Then spoke the Spirit of the Earth,
Her gentle voice like a soft water's song--
None from my loins have ever birth,
But what to joy and love belong;
I faithful am, and give to thee
Blessings great, and give them free.
I have woven shrouds of air
In a loom of hurrying light,
For the trees which blossoms bear,
And gilded them with sheets of bright;
I fall upon the grass like love's first kiss,
I make the golden flies and their fine bliss.
I paint the hedge-rows in the lane,
And clover white and red the pathways bear,
I laugh aloud in sudden gusts of rain,
To see the ocean lash himself in air;
I throw smooth shells and weeds along the beach,
And pour the curling waves far o'er the glassy reach;
Swing birds' nests in the elms, and shake cool moss
Along the aged beams and hide their loss.
The very broad rough stones I gladden too;
Some willing seeds I drop along their sides,
Nourish the generous plant with freshening dew,
Till there, where all was waste, true joy abides.
The peaks of aged mountains, with my care
Smile in the red of glowing morn elate;
I bind the caverns of the sea with hair,
Glossy, and long, and rich as king's estate;
I polish the green ice, and gleam the wall
With the white frost, and leaf the brown trees tall.
'T was so--t'was thine.
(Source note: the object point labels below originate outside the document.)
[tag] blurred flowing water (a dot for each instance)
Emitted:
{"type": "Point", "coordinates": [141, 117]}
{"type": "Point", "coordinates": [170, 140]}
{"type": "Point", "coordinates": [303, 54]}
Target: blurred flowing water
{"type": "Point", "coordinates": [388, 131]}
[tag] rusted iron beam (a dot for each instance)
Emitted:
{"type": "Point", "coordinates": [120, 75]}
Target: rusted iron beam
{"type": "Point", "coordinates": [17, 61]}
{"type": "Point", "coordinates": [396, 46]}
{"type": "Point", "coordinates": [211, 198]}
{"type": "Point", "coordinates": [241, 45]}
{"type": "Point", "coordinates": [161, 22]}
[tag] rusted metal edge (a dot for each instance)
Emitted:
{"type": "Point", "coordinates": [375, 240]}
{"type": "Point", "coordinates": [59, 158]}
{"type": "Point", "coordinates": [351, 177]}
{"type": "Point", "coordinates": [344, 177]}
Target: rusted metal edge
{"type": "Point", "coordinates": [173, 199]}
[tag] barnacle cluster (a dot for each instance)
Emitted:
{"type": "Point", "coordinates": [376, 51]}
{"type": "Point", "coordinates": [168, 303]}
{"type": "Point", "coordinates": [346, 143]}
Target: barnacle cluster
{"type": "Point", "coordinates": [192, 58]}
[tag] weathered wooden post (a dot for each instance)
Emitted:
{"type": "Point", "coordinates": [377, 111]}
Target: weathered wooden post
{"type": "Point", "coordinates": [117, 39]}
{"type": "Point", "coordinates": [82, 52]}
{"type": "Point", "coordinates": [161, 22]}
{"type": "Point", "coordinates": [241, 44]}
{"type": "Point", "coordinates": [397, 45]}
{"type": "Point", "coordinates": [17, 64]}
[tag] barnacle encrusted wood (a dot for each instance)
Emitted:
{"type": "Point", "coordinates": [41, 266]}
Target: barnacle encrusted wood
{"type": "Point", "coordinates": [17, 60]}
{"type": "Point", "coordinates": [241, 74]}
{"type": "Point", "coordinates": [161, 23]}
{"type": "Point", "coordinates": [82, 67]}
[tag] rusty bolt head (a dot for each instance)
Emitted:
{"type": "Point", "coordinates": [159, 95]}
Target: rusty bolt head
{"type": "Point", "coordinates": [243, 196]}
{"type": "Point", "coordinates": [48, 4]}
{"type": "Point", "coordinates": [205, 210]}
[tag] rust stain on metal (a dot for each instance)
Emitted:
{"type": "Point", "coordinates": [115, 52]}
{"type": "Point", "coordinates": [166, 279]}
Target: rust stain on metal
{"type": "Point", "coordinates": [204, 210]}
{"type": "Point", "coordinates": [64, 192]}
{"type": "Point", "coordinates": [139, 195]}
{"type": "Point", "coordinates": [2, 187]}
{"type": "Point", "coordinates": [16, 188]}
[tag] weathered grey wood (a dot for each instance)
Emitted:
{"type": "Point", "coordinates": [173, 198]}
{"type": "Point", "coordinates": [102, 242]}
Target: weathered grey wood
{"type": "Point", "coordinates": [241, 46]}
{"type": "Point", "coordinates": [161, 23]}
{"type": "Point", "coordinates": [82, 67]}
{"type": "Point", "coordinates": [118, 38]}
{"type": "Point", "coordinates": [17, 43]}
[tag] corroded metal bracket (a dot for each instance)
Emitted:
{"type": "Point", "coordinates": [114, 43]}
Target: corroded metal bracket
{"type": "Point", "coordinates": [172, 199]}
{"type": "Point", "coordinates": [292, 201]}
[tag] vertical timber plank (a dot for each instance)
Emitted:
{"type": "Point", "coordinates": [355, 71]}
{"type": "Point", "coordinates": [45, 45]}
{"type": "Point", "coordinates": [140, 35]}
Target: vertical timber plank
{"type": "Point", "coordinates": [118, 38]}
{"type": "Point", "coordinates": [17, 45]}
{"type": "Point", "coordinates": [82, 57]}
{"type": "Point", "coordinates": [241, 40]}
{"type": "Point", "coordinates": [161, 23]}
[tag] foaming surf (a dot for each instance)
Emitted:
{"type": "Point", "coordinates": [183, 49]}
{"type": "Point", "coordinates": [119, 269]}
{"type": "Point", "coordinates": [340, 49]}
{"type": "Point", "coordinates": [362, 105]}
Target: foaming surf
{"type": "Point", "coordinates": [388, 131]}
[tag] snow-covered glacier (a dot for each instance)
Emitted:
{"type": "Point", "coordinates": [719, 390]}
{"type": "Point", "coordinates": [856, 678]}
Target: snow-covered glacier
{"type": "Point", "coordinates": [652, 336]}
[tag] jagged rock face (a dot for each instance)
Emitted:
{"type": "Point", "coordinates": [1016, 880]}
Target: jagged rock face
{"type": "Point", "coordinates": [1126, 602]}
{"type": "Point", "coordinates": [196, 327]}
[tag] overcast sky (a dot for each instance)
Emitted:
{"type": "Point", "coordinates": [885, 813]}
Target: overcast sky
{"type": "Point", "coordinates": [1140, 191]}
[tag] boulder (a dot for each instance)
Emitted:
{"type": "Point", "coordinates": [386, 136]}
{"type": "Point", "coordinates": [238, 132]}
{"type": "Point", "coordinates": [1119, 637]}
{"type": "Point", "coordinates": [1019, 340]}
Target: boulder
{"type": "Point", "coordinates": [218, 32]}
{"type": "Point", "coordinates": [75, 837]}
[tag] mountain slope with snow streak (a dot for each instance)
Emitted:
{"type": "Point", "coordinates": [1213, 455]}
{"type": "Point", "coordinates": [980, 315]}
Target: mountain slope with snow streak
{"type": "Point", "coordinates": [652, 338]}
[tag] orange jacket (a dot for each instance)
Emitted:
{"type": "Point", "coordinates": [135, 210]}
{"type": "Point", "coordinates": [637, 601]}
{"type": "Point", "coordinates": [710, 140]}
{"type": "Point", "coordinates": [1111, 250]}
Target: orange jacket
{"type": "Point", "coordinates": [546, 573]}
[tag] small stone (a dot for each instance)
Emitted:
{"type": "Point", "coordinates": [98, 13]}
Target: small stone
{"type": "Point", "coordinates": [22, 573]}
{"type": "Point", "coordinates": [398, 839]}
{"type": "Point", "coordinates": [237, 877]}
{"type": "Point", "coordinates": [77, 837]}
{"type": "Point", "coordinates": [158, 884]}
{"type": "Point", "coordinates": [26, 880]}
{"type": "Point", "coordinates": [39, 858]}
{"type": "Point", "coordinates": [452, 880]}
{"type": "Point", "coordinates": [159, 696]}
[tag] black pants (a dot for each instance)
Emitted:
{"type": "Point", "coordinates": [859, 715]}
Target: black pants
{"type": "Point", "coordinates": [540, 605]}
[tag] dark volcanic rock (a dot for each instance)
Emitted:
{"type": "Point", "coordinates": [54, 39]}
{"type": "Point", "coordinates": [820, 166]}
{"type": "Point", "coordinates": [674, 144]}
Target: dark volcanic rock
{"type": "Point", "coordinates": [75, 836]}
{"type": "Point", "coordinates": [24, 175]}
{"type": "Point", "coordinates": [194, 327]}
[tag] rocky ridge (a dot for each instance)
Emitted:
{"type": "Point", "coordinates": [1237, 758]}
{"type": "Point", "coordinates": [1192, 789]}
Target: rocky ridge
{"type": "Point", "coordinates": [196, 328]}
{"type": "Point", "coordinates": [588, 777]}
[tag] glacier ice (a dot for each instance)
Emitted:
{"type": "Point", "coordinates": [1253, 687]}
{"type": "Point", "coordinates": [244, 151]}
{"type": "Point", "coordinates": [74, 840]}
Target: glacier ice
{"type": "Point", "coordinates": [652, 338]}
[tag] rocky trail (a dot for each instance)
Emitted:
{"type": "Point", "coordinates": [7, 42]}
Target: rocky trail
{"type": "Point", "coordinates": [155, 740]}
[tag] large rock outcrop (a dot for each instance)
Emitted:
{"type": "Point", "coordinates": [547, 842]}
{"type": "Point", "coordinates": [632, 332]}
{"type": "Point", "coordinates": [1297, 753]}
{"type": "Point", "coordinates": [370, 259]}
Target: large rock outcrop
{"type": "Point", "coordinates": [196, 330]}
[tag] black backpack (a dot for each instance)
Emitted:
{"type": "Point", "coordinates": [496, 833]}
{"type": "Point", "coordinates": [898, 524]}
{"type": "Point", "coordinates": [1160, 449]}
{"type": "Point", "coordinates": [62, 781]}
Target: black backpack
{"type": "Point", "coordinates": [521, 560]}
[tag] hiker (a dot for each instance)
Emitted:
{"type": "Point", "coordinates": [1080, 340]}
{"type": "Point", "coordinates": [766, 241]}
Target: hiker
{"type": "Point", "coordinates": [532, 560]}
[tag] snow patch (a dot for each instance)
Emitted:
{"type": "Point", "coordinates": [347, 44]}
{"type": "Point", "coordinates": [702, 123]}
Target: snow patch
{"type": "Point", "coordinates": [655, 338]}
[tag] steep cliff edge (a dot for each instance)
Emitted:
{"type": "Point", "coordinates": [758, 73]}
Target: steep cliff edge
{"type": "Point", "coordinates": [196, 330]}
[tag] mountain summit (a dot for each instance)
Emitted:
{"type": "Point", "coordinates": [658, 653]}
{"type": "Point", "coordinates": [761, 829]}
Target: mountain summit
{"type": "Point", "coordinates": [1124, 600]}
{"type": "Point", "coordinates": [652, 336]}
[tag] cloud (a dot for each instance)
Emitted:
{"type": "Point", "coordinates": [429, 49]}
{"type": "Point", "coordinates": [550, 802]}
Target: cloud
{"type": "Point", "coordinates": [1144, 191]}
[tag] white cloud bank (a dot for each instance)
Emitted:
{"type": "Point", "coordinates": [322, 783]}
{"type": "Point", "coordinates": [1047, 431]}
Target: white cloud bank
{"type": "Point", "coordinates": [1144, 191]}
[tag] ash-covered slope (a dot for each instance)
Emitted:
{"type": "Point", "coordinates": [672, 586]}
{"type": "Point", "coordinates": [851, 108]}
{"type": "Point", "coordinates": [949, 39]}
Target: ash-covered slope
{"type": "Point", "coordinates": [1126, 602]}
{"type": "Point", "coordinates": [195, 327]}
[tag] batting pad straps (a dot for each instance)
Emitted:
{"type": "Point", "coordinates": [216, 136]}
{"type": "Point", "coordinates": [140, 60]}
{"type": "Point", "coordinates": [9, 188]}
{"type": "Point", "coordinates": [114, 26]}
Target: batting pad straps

Earth! thou wast true:
I kneel, thy grateful child, I kneel,
Thy full forgiveness for my sins I sue,
My mother! learn thy child can think and feel.
Mother dear! wilt pardon one
Who loved not the generous sun,
Nor thy seasons loved to hear
Singing to the busy year--
Thee neglected--shut his heart
In thy being had no part?
Mother dear! I list thy song
In the autumn eve along;
Now thy chill airs round the day
And leave me my time to pray.
Mother dear! The day must come,
When I, thy child, shall make my home,
My long, last home amid the grass,
Over which thy warm hands pass.
Ah me! do let me lie
Gently on thy breast to die;
I know my prayers will reach thy ear,
Thou art with me while I ask,
Nor a child refuse to hear,
Who would learn his little task.
Let me take my part with thee
In the gray clouds, or thy light,
Laugh with thee upon the sea,
Or idle on the land by night.
In the trees I will with thee,
In the flowers, like any bee.
I feel it shall be so. We are not born
To sink our finer feelings in the dust;
And better to the grave with feelings torn,
So in our step strides truth and honest trust
In the great love of things, than to be slaves
To forms, whose ringing sides each stroke we give
Stamps with a hollower want. Yes, to our graves
Hurry, before we in the heavens' look live,
Strangers to our best thoughts, and fearing men,
And fearing death, and to be born again.